One of the busiest people in agriculture may be Senator Rob Black.

The Ontario senator seems to be everywhere these days talking to everyone on a host of issues. Earlier this month, Black’s sponsored bill to establish Food Day in Canada received unanimous support at third reading in the House of Commons. The first official Food Day in Canada will be celebrated this year on August 5.

RealAgriculture’s Bernard Tobin caught up with Black while he attended a Syngenta Canada open house at Guelph last week. In this interview, the Senator shares insights on the impact the Senate can have on Canadian agriculture and specific policy issues he believes his colleagues in the upper house should focus on to ensure sustainability and growth in agriculture.

The most pressing issue is right now, Black feels, is the passage of Bill C-234 — the private member’s bill that would remove the federal carbon tax from natural gas and propane used on farms. The bill has received final approval at third reading in the House of Commons and is currently working its way through the Senate.

“I’m still hopeful that we’ll be able to see it passed before the end of June if all goes well,” says Black. “The sponsor has spoken to it at second reading. I’ve spoken to it… we’re waiting on the critic to speak before it can be sent to committee,” he notes adding that he expects the bill will then go to the Senate Ag Committee as well as another committee.

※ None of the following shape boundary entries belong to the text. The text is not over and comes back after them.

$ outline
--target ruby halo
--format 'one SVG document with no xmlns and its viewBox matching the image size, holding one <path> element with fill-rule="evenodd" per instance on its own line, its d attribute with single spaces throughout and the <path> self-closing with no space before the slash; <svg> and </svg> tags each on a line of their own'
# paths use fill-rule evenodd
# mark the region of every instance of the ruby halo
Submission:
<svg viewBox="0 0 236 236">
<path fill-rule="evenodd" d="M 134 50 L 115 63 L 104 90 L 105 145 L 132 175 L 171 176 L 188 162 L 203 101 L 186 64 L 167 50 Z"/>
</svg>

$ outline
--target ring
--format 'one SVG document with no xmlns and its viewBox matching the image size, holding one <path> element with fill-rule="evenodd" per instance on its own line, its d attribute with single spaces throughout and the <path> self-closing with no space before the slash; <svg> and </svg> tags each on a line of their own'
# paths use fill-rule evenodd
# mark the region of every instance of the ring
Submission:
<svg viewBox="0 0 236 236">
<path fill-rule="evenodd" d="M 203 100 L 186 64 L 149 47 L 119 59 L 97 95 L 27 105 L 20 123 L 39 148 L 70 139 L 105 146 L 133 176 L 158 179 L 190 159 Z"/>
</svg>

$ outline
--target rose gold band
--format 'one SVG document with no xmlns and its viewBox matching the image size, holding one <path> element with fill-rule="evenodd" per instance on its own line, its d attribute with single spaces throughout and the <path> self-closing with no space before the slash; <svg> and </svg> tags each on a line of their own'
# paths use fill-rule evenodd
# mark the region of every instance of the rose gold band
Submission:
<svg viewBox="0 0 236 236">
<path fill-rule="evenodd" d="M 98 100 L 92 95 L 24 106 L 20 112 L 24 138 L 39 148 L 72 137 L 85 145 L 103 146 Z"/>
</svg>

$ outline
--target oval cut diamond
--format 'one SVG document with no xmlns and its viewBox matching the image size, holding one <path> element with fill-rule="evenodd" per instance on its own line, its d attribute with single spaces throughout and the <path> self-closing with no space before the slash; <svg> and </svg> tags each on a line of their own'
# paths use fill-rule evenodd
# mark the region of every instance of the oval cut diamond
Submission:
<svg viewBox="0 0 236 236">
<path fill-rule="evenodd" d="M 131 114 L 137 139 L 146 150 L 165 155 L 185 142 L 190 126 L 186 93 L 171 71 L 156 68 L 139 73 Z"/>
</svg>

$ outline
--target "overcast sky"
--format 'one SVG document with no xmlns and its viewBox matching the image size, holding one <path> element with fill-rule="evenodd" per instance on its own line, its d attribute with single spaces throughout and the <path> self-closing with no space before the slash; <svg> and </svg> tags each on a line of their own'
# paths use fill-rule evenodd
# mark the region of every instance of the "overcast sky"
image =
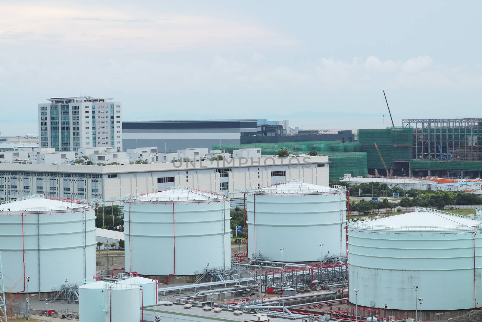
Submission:
<svg viewBox="0 0 482 322">
<path fill-rule="evenodd" d="M 0 132 L 55 96 L 124 120 L 382 127 L 480 111 L 480 1 L 0 1 Z M 385 114 L 384 121 L 382 115 Z"/>
</svg>

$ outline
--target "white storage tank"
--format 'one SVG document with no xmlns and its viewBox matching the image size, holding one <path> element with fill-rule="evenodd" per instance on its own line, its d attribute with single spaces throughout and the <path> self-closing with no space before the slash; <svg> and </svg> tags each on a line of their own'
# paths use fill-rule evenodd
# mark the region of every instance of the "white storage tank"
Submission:
<svg viewBox="0 0 482 322">
<path fill-rule="evenodd" d="M 0 204 L 5 292 L 26 293 L 26 277 L 33 293 L 95 275 L 95 209 L 94 204 L 41 195 Z"/>
<path fill-rule="evenodd" d="M 172 187 L 127 202 L 126 270 L 178 276 L 201 274 L 208 264 L 230 268 L 229 200 Z"/>
<path fill-rule="evenodd" d="M 113 283 L 99 280 L 79 287 L 79 318 L 80 322 L 108 321 L 109 286 Z"/>
<path fill-rule="evenodd" d="M 410 310 L 420 309 L 417 297 L 425 299 L 424 310 L 481 306 L 481 224 L 425 208 L 348 221 L 350 301 Z"/>
<path fill-rule="evenodd" d="M 157 304 L 157 280 L 141 276 L 134 276 L 117 282 L 117 284 L 138 285 L 142 290 L 141 304 L 143 306 Z"/>
<path fill-rule="evenodd" d="M 140 289 L 104 281 L 79 287 L 80 322 L 126 322 L 141 318 Z"/>
<path fill-rule="evenodd" d="M 311 262 L 346 253 L 346 191 L 288 182 L 247 195 L 248 255 L 285 262 Z M 320 245 L 323 245 L 320 247 Z"/>
</svg>

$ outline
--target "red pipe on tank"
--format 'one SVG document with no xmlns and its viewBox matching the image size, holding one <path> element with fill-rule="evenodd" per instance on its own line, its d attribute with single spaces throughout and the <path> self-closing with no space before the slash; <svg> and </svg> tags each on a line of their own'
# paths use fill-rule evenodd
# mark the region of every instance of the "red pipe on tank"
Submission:
<svg viewBox="0 0 482 322">
<path fill-rule="evenodd" d="M 174 246 L 174 272 L 167 275 L 167 281 L 164 282 L 164 283 L 159 283 L 160 285 L 163 284 L 169 284 L 171 279 L 171 276 L 174 275 L 176 273 L 176 228 L 175 228 L 175 220 L 174 217 L 174 203 L 173 203 L 173 245 Z"/>
<path fill-rule="evenodd" d="M 24 236 L 25 233 L 24 231 L 24 213 L 22 213 L 22 260 L 24 262 L 24 289 L 23 291 L 19 291 L 17 292 L 17 297 L 15 301 L 18 300 L 18 294 L 20 292 L 25 292 L 25 248 L 24 246 Z M 39 277 L 40 278 L 40 276 Z M 40 292 L 40 290 L 39 290 Z"/>
<path fill-rule="evenodd" d="M 142 322 L 144 322 L 144 296 L 142 288 L 141 288 L 141 311 L 142 312 L 142 320 L 141 321 Z"/>
</svg>

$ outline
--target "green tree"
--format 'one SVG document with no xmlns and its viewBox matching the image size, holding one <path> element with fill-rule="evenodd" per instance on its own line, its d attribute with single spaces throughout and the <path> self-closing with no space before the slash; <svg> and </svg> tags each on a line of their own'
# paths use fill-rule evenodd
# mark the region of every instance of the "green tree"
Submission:
<svg viewBox="0 0 482 322">
<path fill-rule="evenodd" d="M 135 160 L 135 164 L 146 164 L 146 163 L 149 163 L 149 161 L 147 160 L 141 160 L 140 159 L 138 159 Z"/>
<path fill-rule="evenodd" d="M 288 156 L 288 150 L 282 148 L 278 150 L 278 156 L 281 158 L 284 158 Z"/>
</svg>

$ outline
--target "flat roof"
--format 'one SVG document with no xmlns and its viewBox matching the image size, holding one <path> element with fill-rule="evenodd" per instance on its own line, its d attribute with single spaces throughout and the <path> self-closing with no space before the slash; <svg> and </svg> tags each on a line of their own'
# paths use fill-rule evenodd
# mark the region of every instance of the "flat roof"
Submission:
<svg viewBox="0 0 482 322">
<path fill-rule="evenodd" d="M 203 170 L 219 168 L 250 168 L 252 167 L 271 167 L 288 166 L 290 158 L 298 159 L 299 164 L 327 163 L 327 155 L 316 156 L 291 156 L 290 158 L 261 157 L 259 159 L 228 159 L 220 161 L 197 161 L 190 162 L 156 162 L 147 164 L 128 164 L 121 166 L 87 166 L 70 165 L 20 164 L 0 163 L 0 171 L 35 172 L 53 173 L 77 173 L 80 174 L 108 174 L 152 172 L 163 171 Z M 291 162 L 290 167 L 295 168 L 298 162 Z M 299 166 L 301 167 L 301 166 Z"/>
</svg>

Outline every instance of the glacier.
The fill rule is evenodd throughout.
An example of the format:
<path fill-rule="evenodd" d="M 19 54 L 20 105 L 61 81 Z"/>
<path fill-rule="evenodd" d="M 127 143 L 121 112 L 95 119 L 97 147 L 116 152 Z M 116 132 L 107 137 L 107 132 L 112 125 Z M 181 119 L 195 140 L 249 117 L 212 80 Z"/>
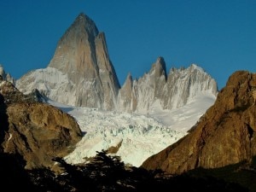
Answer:
<path fill-rule="evenodd" d="M 116 147 L 113 154 L 126 165 L 140 166 L 149 156 L 187 135 L 215 100 L 214 95 L 201 93 L 176 109 L 162 109 L 156 102 L 147 113 L 73 107 L 53 100 L 47 102 L 73 116 L 84 133 L 75 149 L 65 157 L 67 162 L 86 163 L 96 151 Z"/>

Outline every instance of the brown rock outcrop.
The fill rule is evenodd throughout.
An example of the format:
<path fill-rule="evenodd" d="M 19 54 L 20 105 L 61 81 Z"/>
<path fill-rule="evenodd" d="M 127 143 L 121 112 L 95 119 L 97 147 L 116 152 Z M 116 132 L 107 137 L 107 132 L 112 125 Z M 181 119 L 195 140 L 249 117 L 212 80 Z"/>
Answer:
<path fill-rule="evenodd" d="M 19 154 L 26 168 L 51 167 L 81 139 L 75 119 L 56 108 L 32 101 L 9 82 L 0 86 L 0 143 L 4 153 Z"/>
<path fill-rule="evenodd" d="M 181 173 L 251 161 L 256 155 L 256 73 L 237 71 L 185 137 L 142 166 Z"/>

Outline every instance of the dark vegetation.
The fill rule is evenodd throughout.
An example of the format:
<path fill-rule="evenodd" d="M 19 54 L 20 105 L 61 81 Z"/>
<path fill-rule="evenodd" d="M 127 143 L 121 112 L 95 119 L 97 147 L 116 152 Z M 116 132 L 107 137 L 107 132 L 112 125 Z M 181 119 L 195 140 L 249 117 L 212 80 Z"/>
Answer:
<path fill-rule="evenodd" d="M 62 174 L 55 175 L 46 167 L 25 170 L 26 162 L 20 156 L 0 153 L 1 189 L 38 192 L 255 191 L 253 166 L 251 173 L 248 170 L 237 171 L 241 165 L 236 165 L 223 170 L 197 169 L 170 176 L 160 171 L 126 167 L 118 156 L 108 156 L 106 151 L 97 152 L 85 165 L 70 165 L 61 158 L 54 160 L 63 170 Z"/>

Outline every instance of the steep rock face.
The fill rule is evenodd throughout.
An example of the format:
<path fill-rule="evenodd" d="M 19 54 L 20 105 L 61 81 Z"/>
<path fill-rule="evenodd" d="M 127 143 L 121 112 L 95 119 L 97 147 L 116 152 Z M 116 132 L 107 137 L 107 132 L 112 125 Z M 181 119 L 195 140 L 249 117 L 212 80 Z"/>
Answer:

See Related: Bill C-234 heads to the Senate

“If we can get it through, we can get it passed before the end of the end of June,” says Black. “But every day that it sits waiting for the critic to speak is another day that it’s not going to pass.” (Story continues after the interview.)

Black says he’s eager to see the results of a new Canadian soil health study that he championed in the Senate — a process that took four years with work on the study beginning last fall. Next on his priority list for agriculture is the need for innovation. He also feels the Senate could be an effective voice for supporting greater food security as well as land use protection.

“I have to keep in mind that land use planning is a provincial jurisdiction issue,” says Black. “So it’s a fine line, but raising the issues of food security — that’s federal, that’s national, it’s international — and we need to think about that.”